'[jira] [Updated] (SOLR-1301) Add a Solr contrib that allows for building Solr indexes via Hadoop's M'

[prev in list] [next in list] [prev in thread] [next in thread] 

List:       lucene-dev
Subject:    [jira] [Updated] (SOLR-1301) Add a Solr contrib that allows for building Solr indexes via Hadoop's M
From:       "Mark Miller (JIRA)" <jira () apache ! org>
Date:       2013-08-31 21:32:56
Message-ID: JIRA.12431129.1248261840966.65443.1377984776111 () arcas
[Download RAW message or body]


     [ https://issues.apache.org/jira/browse/SOLR-1301?page=com.atlassian.jira.plugin.system.issuetabpanels:all-tabpanel \
]

Mark Miller updated SOLR-1301:
------------------------------

    Attachment: SOLR-1301.patch

Here is a patch with my current progress.

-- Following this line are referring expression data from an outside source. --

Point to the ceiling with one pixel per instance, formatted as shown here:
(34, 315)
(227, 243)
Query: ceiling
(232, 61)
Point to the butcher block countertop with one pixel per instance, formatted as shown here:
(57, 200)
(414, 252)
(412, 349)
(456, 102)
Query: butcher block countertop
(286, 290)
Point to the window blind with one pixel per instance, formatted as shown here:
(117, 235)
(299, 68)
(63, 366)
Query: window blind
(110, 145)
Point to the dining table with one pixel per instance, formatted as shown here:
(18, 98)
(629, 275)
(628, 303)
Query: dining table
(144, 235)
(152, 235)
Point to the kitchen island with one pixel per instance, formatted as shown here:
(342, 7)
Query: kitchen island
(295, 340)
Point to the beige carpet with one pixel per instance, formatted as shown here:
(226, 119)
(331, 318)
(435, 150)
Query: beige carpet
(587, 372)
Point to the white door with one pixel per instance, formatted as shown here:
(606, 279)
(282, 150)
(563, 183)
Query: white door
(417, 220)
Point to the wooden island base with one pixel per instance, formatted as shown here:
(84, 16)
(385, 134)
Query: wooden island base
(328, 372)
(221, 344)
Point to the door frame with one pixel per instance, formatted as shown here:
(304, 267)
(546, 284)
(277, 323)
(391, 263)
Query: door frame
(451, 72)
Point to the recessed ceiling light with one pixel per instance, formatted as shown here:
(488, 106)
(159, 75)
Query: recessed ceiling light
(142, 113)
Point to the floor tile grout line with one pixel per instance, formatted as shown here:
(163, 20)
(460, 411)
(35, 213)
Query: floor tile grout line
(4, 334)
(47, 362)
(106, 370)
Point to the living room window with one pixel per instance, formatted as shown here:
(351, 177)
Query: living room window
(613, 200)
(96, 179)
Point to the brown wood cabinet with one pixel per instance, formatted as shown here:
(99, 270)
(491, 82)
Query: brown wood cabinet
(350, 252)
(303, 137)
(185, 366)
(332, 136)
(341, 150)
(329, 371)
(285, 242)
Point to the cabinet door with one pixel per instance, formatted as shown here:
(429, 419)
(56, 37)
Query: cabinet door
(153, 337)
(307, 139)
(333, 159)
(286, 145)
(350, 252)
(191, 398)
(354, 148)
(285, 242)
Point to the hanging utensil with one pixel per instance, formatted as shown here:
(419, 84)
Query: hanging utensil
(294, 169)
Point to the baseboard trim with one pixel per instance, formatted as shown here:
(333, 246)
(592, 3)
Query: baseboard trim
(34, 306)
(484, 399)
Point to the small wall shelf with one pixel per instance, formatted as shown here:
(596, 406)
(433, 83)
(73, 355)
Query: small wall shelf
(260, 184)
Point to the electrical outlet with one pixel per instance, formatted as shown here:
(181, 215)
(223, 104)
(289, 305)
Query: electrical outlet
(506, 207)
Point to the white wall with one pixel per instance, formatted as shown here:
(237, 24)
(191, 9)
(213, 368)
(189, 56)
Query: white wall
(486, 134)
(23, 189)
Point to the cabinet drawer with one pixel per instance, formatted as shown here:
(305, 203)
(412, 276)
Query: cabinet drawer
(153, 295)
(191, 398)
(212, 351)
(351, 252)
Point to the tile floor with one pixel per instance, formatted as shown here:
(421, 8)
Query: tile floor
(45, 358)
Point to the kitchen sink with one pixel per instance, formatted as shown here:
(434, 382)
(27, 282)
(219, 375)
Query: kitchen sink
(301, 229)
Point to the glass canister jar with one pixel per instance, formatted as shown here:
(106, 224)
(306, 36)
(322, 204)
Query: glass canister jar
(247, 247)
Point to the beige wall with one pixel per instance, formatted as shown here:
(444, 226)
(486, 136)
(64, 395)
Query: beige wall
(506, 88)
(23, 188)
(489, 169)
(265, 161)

This is a Solr contrib module that can build Solr indexes in HDFS via MapReduce. It \
builds upon the Solr support for reading and writing to HDFS.

It supports a GoLive feature that allows merging into a running cluster as the final \
step of the MapReduce job.

There is fairly comprehensive help documentation as part of the MapReduceIndexerTool.

For ETL, Morphlines from the open source Cloudera CDK is used: \
https://github.com/cloudera/cdk/tree/master/cdk-morphlines This is the same ETL \
library that the Solr integration with Apache Flume uses.

What I have recently done: updated to latest code, fixed 5x requires solr.xml now, \
converted maven to ivy+ant, updated license files, fixed validation errors, \
integrated tests fully into test framework, got tests passing.

All tests are passing with this patch for me, but there are still a variety of issues \
to address:

* run yarn *and* mr1 - the maven build would run the unit tests against yarn or mr1 \
depending on the profile chosen on the command line - this patch runs against yarn.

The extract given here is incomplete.